Chyba nikt sobie nie wyobraża, że ulice naszych miast będą przypominać te z południowej Francji czy Niemiec, gdzie w zasadzie nie jest wiadomo, kto jest kim. Wybitny francuski pisarz Jean Raspail, już 40 lat temu przewidział, że Europę pokojowo opanują hordy barbarzyńców. Wtedy był uznawany za rasistę, dziś – za proroka.

Dlaczego tradycyjna rodzina? Bo tylko w wielodzietnej, zdrowej rodzinie, możemy być pewni, że nasze dzieci będą prawidłowo wzrastać, a my – rodzice, znajdziemy oparcie na starość. Na zachodzie nie jest to już takie pewne.

Znam przypadek dużej rodziny w Belgii, gdzie piątka dzieci po śmierci ojca zgodnie sprzedała dom, a matkę umieściła w domu starców.

W Szwecji, gdzie rodziców pali się po śmierci w krematoriach, które ogrzewają osiedla mieszkaniowe (uznaje się to za bardzo dobry przejaw myślenia ekologicznego), 80 proc. dzieci nie odbiera nawet urny z prochami. W Szwecji popełnia się najwięcej samobójstw na świecie.

Podobnie dzieje się w Japonii, Niemczech, gdzie nikt już prawie nie jest chrzczony, a w poenerdowskich enklawach beznadziei większość ludzi mieszka samotnie, z kotem i butelką whiskey.

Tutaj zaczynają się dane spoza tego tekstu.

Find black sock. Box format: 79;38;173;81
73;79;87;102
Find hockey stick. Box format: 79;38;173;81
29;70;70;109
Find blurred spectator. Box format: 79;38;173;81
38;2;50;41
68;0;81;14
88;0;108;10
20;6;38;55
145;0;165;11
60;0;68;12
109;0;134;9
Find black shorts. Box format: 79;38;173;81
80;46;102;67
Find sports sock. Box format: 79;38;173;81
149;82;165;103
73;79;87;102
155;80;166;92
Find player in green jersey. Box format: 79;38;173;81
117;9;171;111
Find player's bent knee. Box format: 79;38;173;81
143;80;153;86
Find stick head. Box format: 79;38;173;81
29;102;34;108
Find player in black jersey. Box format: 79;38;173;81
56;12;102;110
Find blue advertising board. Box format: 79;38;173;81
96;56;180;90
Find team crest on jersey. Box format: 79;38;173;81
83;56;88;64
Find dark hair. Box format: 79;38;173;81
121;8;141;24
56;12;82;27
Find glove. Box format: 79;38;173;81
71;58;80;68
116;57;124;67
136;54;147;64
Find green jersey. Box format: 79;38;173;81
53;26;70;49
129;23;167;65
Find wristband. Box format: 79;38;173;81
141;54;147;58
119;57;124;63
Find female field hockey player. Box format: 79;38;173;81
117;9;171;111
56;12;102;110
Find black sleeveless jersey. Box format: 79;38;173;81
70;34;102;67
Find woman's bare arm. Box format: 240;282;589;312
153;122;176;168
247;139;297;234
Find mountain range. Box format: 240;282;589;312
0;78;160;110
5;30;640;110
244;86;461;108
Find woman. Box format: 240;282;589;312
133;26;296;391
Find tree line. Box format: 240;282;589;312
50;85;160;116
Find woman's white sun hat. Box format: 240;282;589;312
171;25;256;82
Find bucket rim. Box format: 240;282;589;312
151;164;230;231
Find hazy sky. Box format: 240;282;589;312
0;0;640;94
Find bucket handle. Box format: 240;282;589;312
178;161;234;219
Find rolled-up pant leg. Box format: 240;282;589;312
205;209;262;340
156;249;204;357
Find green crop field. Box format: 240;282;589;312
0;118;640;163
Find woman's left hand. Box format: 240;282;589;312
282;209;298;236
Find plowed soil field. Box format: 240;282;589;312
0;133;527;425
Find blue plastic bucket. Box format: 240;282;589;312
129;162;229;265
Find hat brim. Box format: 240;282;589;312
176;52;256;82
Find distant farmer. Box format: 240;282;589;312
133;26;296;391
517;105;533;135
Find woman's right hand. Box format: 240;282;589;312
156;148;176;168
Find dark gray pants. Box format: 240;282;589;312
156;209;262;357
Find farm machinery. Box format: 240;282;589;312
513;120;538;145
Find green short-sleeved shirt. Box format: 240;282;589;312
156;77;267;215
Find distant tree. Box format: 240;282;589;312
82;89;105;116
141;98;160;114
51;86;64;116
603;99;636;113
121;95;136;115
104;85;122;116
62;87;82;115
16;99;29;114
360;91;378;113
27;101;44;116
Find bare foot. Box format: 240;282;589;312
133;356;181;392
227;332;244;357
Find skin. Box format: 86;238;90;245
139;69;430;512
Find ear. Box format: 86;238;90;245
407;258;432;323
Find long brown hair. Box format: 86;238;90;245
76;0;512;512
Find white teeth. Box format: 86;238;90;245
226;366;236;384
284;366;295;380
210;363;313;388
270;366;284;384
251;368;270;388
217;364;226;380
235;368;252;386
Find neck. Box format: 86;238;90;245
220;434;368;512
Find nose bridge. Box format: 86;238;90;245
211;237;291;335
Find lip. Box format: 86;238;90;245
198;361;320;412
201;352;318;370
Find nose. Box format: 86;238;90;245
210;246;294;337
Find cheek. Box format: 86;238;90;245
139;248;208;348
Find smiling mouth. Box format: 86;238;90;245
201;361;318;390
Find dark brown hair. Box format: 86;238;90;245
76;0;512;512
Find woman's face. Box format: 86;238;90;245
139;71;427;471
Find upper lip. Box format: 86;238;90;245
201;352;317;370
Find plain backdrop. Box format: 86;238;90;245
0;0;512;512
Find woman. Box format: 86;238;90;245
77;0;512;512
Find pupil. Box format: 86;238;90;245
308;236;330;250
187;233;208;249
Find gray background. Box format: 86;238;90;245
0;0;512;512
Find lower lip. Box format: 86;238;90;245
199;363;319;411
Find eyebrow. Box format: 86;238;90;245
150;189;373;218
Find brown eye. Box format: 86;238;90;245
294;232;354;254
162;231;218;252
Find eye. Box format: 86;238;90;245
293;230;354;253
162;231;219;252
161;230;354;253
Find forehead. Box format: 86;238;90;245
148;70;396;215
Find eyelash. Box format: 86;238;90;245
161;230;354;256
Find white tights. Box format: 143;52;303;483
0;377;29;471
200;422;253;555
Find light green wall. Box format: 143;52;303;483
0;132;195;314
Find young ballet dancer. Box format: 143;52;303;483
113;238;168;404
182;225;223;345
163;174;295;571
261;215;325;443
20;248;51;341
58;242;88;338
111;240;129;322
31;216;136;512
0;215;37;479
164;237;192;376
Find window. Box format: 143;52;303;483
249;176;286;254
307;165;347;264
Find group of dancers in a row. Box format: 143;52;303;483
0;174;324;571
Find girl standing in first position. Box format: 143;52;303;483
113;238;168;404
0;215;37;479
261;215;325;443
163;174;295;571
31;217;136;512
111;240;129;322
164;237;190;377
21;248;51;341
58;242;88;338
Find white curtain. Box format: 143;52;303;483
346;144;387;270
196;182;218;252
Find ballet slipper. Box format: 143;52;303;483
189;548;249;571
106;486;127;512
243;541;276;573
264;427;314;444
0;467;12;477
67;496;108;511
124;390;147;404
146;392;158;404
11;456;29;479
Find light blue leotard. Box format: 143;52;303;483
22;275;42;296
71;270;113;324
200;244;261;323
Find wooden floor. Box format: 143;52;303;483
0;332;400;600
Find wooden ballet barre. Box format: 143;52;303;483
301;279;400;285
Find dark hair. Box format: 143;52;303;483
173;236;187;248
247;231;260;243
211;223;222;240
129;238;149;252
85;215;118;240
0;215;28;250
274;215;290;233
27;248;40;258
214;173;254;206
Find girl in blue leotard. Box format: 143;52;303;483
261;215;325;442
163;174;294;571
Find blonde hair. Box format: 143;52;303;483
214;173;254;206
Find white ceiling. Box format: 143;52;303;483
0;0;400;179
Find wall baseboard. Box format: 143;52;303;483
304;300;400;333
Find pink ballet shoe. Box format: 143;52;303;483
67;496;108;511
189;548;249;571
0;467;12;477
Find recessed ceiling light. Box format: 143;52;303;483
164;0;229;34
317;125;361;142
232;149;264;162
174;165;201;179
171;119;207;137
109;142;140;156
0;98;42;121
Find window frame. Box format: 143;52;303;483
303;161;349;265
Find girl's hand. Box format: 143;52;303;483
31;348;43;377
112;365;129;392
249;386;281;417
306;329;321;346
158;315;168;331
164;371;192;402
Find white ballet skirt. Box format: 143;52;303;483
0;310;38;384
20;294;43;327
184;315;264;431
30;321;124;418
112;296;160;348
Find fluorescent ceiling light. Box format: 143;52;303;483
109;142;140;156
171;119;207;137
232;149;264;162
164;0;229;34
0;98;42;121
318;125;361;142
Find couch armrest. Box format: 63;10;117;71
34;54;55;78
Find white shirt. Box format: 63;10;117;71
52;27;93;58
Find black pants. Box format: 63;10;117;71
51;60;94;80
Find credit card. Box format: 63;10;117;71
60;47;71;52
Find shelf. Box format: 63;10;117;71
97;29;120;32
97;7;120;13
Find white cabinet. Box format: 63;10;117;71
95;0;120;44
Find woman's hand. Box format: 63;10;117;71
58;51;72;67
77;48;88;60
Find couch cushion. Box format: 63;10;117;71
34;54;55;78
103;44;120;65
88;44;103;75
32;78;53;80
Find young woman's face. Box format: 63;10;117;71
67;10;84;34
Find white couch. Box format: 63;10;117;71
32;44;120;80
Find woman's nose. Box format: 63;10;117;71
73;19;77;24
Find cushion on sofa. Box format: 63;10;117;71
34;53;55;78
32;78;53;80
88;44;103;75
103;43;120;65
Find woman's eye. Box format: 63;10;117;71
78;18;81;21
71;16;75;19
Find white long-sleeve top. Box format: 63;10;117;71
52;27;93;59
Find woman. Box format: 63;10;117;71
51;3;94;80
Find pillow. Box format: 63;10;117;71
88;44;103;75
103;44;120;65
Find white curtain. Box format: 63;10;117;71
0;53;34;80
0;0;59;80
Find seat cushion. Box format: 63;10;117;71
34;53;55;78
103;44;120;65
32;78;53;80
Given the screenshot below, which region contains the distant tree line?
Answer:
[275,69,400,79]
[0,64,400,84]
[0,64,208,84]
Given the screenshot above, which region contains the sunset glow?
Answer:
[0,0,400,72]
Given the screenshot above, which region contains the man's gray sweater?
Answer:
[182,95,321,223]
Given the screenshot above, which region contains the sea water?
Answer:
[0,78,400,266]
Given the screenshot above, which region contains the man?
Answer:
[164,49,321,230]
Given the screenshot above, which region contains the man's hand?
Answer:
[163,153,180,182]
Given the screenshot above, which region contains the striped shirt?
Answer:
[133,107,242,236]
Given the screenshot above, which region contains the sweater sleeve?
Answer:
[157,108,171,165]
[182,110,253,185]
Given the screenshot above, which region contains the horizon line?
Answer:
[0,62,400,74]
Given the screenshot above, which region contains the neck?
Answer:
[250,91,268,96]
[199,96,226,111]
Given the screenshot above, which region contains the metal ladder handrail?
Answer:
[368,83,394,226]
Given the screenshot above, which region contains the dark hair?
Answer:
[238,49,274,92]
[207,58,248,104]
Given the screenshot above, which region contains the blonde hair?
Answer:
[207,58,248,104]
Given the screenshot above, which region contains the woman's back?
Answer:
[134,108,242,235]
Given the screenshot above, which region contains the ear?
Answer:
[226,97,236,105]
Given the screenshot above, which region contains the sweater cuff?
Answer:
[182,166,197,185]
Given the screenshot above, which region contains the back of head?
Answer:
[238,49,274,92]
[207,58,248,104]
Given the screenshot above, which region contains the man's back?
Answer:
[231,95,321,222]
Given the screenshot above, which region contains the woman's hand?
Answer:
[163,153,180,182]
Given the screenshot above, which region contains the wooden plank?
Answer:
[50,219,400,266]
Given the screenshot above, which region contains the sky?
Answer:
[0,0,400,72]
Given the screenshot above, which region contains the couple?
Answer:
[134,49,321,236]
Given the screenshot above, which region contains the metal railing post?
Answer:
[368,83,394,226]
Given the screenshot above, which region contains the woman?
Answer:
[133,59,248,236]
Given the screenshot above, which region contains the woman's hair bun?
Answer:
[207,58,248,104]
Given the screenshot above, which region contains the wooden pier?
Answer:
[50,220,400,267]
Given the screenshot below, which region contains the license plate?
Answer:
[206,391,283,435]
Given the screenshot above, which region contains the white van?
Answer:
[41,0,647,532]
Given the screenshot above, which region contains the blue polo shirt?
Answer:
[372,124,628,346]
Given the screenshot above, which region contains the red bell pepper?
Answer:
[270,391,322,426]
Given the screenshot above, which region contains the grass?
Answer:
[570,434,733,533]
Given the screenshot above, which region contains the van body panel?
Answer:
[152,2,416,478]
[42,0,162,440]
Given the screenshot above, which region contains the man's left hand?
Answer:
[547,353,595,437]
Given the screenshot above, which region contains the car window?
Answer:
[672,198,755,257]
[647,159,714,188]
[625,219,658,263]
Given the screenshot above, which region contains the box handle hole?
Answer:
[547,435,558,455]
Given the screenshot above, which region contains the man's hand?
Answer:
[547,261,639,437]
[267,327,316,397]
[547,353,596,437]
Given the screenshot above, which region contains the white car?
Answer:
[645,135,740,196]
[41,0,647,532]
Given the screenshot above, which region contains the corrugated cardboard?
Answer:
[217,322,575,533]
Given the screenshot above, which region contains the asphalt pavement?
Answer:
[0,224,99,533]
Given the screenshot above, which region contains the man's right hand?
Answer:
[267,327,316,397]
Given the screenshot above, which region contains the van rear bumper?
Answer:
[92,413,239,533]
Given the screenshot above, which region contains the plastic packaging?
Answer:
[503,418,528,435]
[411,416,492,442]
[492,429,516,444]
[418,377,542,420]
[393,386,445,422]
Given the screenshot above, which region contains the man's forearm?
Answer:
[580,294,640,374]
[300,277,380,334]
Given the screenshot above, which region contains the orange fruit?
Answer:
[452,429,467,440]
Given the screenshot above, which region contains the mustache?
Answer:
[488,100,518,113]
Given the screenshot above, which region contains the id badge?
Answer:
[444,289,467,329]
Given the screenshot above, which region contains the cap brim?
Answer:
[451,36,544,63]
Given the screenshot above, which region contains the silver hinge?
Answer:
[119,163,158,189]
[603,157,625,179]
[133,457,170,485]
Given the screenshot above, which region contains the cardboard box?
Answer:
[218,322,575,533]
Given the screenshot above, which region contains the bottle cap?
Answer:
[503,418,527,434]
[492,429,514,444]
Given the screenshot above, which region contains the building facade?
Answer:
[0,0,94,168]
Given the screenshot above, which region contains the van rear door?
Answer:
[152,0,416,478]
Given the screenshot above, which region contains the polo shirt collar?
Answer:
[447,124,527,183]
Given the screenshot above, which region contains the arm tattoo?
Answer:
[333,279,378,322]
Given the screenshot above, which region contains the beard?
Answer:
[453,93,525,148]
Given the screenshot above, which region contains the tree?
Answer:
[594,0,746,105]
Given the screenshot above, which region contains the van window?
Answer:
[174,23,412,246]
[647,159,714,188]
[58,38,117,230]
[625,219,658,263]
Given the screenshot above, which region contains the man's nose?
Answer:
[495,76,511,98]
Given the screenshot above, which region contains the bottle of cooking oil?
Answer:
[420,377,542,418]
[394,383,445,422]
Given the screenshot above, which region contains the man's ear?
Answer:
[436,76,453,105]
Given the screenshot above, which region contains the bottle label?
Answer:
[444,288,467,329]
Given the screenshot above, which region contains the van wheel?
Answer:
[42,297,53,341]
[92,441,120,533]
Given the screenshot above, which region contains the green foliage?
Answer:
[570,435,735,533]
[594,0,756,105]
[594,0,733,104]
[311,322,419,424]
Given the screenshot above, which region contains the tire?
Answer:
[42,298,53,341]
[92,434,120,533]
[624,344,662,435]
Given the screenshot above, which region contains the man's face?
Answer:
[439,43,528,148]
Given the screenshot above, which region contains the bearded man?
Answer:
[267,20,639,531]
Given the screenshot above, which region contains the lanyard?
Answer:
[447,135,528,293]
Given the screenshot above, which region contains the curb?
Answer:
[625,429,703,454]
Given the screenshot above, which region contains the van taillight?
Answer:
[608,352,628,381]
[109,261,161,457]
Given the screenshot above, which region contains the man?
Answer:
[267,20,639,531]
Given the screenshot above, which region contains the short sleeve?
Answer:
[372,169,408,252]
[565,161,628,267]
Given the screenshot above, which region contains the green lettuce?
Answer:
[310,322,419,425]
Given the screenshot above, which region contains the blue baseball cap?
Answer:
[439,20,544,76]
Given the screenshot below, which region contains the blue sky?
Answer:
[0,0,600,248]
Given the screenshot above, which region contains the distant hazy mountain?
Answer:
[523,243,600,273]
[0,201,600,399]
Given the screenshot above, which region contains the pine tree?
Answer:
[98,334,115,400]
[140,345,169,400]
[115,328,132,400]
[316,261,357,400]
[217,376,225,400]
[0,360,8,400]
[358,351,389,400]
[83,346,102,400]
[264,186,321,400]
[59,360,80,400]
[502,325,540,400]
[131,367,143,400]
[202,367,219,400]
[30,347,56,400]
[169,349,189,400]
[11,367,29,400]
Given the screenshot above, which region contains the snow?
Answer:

Państwo nie może zagwarantować nam emerytury. Systemy emerytalne konstruuje się zgodnie z uniwersalną maksymą: „emeryci popierajcie partię czynem, umierajcie przed terminem”. Wypłata naszych emerytur zależy od kondycji przyszłych pokoleń i od sytuacji gospodarczej naszego kraju. A jak Polska dba o rodzinę? Komisja Nadzoru Finansowego od lat straszy młodych Polaków przed zakładaniem rodziny, wyliczając ile to milionów trzeba mieć na każde dziecko.

Dziecko nie jest kosztem. To nasza bezcenna, najpewniejsza i najbardziej satysfakcjonująca inwestycja. Pod warunkiem, że wychowają je rodzice, a nie telewizor. W dzisiejszych czasach trzeba mieć rzeczywiście dużo samozaparcia, aby przeciwstawić się nachalnej propagandzie cywilizacji śmierci. Jak wychować takie dzieci? Podobno bardzo prosto: wystarczy kochać i wymagać.